Despite everything we know about the dangers of asbestos, companies worldwide still use the carcinogenic mineral in their products. Some of these companies may even have ties closer to home than most would expect.
An analytic company recently released a report on the asbestos industry. It looks at some of the major players and is a reminder that they are still willing to use asbestos. The study pits the interests of corporations against what we know about product and consumer safety.
You need to know these companies to understand the asbestos market
According to the people at Market Reports World, their report offers industry players a look at the major trends shaping the asbestos market. To understand the asbestos market, they suggest, you need to understand these companies. Some of the names may surprise you. They include:
- Lincoln Electric
- Johns Manville
- Owens Corning/Fireboard Corp.
- R. Grace and Co.
- Ford Motor Company
The report looks at the historical use of asbestos from 2015 to 2019 and the projected use through 2025. The inclusion of these companies means they have continued to play in the market. This links their products to a deadly carcinogen. Among other things, these products include:
- Welding products
- Axles, driveshafts and transmissions
- Insulation, roofing and construction materials
- Metal printing
- Pallet racks
- Materials handling
- Over-the-counter skin care
- Chemical catalysts and silica-based materials
How does an industry based on a carcinogen survive?

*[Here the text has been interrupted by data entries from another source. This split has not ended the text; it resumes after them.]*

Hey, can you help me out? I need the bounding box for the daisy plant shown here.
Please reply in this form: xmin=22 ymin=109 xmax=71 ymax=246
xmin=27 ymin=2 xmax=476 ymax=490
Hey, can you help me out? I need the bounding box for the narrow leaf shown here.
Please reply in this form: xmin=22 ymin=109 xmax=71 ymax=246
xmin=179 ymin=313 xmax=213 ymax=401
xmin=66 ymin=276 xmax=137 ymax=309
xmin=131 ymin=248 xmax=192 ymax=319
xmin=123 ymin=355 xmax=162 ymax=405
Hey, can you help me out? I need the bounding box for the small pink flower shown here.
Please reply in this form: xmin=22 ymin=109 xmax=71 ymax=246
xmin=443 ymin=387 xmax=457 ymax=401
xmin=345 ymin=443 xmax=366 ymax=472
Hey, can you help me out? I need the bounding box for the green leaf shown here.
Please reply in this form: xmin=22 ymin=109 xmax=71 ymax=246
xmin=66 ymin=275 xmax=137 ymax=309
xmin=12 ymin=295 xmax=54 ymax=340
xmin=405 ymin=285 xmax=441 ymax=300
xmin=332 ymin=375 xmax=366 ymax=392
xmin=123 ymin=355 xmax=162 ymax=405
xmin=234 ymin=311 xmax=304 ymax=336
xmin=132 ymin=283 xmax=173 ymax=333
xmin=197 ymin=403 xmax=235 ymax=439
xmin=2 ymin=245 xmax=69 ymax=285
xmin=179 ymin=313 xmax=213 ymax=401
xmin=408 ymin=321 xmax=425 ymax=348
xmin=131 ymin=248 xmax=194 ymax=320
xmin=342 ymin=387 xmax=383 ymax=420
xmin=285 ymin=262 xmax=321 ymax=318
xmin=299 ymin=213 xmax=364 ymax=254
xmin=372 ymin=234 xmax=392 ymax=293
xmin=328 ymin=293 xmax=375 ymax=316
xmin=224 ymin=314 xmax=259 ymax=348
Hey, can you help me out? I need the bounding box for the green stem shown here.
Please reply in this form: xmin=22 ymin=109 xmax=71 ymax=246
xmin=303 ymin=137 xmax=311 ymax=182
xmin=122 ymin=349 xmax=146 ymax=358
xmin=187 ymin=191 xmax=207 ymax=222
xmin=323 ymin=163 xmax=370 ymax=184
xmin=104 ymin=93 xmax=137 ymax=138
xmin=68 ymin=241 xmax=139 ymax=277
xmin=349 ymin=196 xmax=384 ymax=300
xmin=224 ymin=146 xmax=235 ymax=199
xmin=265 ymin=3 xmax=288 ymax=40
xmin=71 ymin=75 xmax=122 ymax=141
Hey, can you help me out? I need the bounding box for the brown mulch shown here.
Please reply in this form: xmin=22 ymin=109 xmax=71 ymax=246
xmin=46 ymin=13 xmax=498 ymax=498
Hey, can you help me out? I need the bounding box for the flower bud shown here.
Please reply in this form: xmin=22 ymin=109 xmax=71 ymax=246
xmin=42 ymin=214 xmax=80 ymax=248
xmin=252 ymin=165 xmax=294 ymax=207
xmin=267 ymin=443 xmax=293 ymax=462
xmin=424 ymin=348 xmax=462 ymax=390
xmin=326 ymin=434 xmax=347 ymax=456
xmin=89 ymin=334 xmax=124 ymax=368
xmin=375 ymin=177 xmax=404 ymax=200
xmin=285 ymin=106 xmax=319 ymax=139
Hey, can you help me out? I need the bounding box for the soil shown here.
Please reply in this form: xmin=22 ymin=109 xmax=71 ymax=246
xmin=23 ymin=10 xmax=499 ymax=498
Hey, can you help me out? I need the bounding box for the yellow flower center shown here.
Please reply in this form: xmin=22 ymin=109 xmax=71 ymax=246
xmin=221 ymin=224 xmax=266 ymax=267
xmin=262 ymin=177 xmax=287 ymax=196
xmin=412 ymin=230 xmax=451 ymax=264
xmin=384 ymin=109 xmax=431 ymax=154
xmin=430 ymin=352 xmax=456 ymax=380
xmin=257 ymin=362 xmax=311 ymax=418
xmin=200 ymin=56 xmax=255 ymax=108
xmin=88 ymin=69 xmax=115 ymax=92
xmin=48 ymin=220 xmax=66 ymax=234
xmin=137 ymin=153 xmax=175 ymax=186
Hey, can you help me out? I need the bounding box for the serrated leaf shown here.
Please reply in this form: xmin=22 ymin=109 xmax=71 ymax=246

The asbestos industry’s continued survival raises some big questions. The report seems to speak to two of these. We might ask, “Why do companies continue to use a mineral known to cause cancer?” And we might also ask, “Why don’t these companies worry more about the costs of paying back their victims?”
Ford Motor Company serves as an excellent example for both questions. Back in 2016, The Center for Public Integrity exposed Ford’s answers to these questions. They reported that Ford:
- Had known about the risks of asbestos in its brakes as early as 1971
- Was exploring the use of alternate materials
- Decided not to move away from asbestos because that would result in an extra cost of $1.25 per car for front-end brakes
- Responded to asbestos litigation by hiring a scientist to write favorable studies
- Spent $40 million to flood the scientific journals with articles that disputed the seriousness of asbestos in brakes
The picture presented by this information is deeply upsetting. It shows a company that knows it can improve its product, but it doesn’t spend $40 million on improving its products. Instead, it spends that money on investigations and litigation related to the safety of its products.
Consumers can fight back
While the companies that use asbestos may not want to take responsibility for their unsafe products, courts can still hold them accountable. In fact, one mechanic recently won an $8.4 million verdict against Ford after its products gave him mesothelioma.
In the short run, these judgments can help the victims and their families. But they also do more. The threat of ongoing litigation has pushed many companies away from asbestos. These lawsuits and judgments help prevent the use of asbestos and make it a safer place.